Principes de base « Ce qu’il faut savoir »

On attend du béton armé en prévision d’un éventuel séisme Une parfaite cohésion entre un béton et des armatures de qualité.

LE BÉTON ARMÉ C’est l’association de deux matériaux, béton et acier ayant à peu près le même taux de dilatation, basé sur leur possibilité d’adhérence. Les aciers résistent aux efforts de traction extension, tandis que le béton, à la compression. Cette association permet de limiter les déformations des ouvrages et de résister aux charges importantes, à la condition que le béton adhère parfaitement au ferraillage.

POURQUOI L’UTILISE-T-ON ? Cette union permet aux ouvrages de supporter des charges plus importantes et de résister aux efforts variés que les bétons ordinaires ne supporteraient pas. Les bétons simples résistent très bien à la compression mais très mal aux efforts de traction car ils ne sont pas élastiques. L’acier, quant à lui, est très souple et peut supporter et résister aux efforts d’extension.

LES TROIS FACTEURS DÉTERMINANT DE CETTE ASSOCIATION SONT :

L’ADHÉRENCE
Pour que l’association soit parfaite, l’adhérence, entre les deux matériaux doit toujours être très soigné ainsi que l’enrobage des armatures dans le moule. L’adhérence est le moyen de transfert entre le béton et l’acier. On améliore cette adhérence en utilisant un acier à relief HA, ceux-ci doivent être propres, dépourvus de graisse, huile de décoffrage, et terre. L’oxydation n’est pas nuisible au contraire si celle-ci n’est pas en plaque de rouille.

POSITIONNEMENT DES ACIERS
Dans une construction, il y a plusieurs contraintes, c’est le bon positionnement et l’adhérence parfaite du ferraillage qui résorbe les efforts de traction, flexion. Sans ces deux conditions, le béton se déformerait (fissures importantes) puis se briserait. Il existe tout de même des fissures n’excédant pas 1/10mm dans les zones tendues. Celles-ci ne sont pas nuisibles tant qu’elles ne dépassent pas cette épaisseur de 1/10 mm.

L’ENROBAGE
Il concerne la distance entre les aciers et les parois coffrantes, mais également la distance entre les barres. En règle générale, cet enrobage est de 2,5 cm en milieu sain exposé aux intempéries et condensations. Il peut être moins important dans les locaux couverts non exposés, mais il sera de 3 cm en milieu urbain, et de 4 voire 5 cm au bord de mer. Dans ce cas, le dosage sera de 400 kg / m3 au minimum.

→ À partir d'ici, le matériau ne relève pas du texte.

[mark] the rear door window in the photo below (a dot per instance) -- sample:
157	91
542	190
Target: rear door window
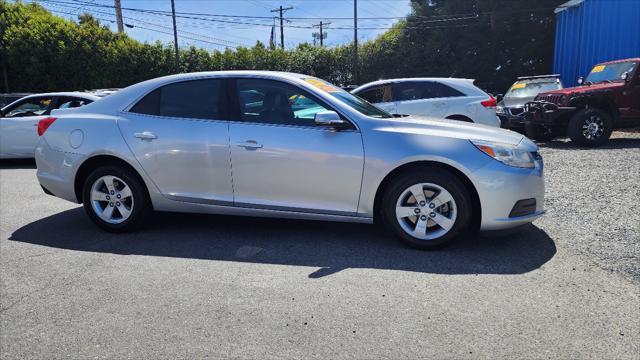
31	107
417	90
197	99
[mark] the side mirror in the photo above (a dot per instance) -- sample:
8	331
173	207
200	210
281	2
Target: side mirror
625	76
329	119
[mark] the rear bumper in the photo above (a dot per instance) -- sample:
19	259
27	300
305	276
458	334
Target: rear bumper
56	171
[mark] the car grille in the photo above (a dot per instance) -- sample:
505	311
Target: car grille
552	98
516	111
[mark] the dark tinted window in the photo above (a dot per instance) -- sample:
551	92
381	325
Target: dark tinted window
275	102
30	107
424	90
377	94
149	104
199	99
68	102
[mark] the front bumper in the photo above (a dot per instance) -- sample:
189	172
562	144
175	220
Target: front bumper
512	122
501	187
546	114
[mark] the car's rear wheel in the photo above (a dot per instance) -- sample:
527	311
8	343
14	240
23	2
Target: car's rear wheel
590	127
115	199
427	208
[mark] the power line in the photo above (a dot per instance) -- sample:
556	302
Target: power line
217	40
281	10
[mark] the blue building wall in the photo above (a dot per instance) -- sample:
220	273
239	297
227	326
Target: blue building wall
593	31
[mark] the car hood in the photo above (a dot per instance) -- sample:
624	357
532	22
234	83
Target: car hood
511	102
419	125
586	88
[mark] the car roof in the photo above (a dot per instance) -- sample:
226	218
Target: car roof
435	79
619	61
66	93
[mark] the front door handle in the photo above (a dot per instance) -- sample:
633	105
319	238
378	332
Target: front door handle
250	145
147	135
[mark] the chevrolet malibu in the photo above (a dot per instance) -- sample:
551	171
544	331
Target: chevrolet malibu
257	143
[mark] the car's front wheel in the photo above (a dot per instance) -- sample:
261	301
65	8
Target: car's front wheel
115	199
427	208
590	127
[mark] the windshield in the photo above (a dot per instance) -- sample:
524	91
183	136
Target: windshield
351	100
610	72
529	88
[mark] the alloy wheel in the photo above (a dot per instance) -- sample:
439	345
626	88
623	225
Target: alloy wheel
111	199
426	211
593	127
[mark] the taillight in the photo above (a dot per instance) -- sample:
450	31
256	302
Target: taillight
490	103
44	124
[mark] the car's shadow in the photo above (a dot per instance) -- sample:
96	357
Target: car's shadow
17	164
328	247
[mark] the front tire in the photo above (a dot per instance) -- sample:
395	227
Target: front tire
115	199
427	208
590	127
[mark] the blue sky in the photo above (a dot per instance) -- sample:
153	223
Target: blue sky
201	31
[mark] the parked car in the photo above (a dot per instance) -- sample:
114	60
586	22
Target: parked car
18	120
170	144
510	107
455	99
607	99
8	98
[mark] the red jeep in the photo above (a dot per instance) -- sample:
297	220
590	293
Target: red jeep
608	98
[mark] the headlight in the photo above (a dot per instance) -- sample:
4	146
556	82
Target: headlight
506	154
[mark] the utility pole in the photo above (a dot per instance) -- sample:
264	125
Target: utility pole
281	10
355	42
175	35
322	35
118	7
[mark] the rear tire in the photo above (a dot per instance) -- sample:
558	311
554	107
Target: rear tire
435	220
590	127
115	199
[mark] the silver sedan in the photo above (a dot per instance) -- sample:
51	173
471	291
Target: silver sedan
258	143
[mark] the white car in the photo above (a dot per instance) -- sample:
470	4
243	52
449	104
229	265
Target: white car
19	120
449	98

COMMENT AMÉLIORE-T-ON CETTE ADHÉRENCE ?
- En utilisant des aciers à relief. Haute adhérence nommé HA
- À ce que les aciers soient dépourvus de terre (attention au stockage). Ceux-ci peuvent êtres oxydés mais dépourvu de plaque de rouille, d’huile, de graisse, de peinture.
- En vibrant correctement le béton.
- En respectant les recouvrements et en ayant un enrobage correct. (2.5 cm à 3 cm).

Ne pas implanté sa maison sans tenir compte de la topographie du site.

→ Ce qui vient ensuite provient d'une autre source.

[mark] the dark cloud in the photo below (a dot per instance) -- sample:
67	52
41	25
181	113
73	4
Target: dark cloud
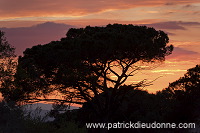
26	37
182	54
30	8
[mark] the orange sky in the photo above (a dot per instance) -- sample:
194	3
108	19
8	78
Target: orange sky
180	19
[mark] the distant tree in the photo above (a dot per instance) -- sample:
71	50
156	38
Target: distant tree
7	63
81	66
183	97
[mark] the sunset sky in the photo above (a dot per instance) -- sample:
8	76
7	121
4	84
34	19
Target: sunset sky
25	24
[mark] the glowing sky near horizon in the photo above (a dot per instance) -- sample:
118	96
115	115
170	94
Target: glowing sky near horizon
180	19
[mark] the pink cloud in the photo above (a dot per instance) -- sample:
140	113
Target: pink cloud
25	8
26	37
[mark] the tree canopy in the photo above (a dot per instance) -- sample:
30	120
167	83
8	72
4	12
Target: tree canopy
81	65
7	62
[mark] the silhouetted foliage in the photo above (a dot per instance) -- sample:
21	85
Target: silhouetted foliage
7	64
81	65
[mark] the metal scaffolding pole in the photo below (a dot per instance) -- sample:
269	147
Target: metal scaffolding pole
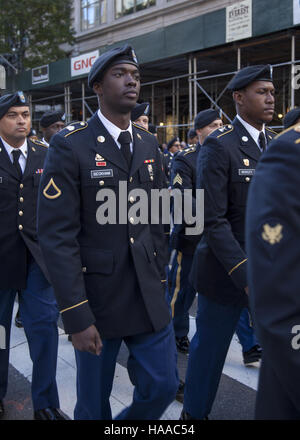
68	104
195	87
190	92
83	100
292	72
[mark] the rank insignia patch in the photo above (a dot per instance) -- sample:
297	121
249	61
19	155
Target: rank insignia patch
150	169
51	191
272	234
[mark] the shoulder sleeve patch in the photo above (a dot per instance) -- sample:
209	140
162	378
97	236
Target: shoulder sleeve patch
224	130
189	150
38	142
270	129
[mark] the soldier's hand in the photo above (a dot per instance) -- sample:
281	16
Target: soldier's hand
88	340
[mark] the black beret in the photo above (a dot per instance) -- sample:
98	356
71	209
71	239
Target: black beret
205	117
50	118
118	55
249	74
152	128
139	110
172	141
12	100
291	117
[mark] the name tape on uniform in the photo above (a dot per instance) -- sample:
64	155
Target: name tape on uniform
96	174
246	172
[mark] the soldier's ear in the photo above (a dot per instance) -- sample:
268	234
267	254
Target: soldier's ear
97	87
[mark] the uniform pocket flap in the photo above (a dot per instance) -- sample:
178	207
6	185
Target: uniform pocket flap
97	260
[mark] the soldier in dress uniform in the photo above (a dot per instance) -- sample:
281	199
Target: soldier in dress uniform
51	122
183	176
109	273
272	243
22	267
225	166
140	115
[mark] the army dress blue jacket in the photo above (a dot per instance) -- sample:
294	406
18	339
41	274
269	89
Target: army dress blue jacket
110	275
18	204
183	176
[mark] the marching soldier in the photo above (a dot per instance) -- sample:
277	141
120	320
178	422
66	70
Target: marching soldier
183	174
272	242
109	276
51	122
226	164
22	268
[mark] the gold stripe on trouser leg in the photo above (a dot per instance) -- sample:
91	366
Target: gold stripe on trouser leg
177	287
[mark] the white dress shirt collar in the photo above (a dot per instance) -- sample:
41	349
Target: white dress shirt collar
9	148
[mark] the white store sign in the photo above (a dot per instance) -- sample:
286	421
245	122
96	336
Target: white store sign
239	21
82	64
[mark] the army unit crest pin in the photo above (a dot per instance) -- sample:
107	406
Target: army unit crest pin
272	234
51	190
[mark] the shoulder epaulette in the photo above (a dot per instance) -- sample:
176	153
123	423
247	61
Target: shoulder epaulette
142	128
73	128
224	130
295	127
38	142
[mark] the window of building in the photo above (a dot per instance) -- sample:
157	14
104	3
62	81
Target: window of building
93	13
125	7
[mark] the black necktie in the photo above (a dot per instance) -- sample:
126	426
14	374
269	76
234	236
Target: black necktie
262	141
125	139
16	155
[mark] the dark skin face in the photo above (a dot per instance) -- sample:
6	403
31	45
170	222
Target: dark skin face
15	126
118	92
52	129
256	103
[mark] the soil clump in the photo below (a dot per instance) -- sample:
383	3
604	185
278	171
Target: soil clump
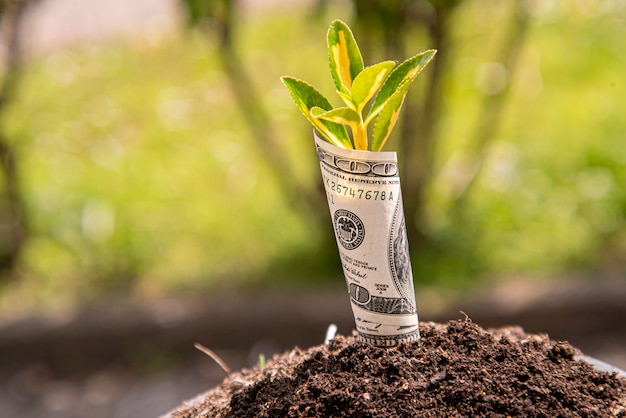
457	369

La forme de la construction doit présenter une forme rectangulaire ou s’écartant peu du rectangle.




Zones de séismicité la, lb et Il, Bâtiments comportant au plus un rez-de-chaussée, un étage et un comble, construits sur terre-plein ou sur sous-sol ;
Si le plancher du rez-de-chaussée n’est pas en moyenne à moins de 0,50 m au-dessus du sol, le sous-sol est compté comme un étage Il en est de même en cas de terrain en pente : en façade aval le plancher du rez-de-chaussée ne doit pas se trouver à plus de 0,50 m au-dessus du sol.




Construction en rez-de-chaussée la hauteur du plancher du comble ou de la terrasse, mesurée à partir du plancher du rez-de-chaussée, n’excède pas 3,30 m, construction à étages 6,60 m.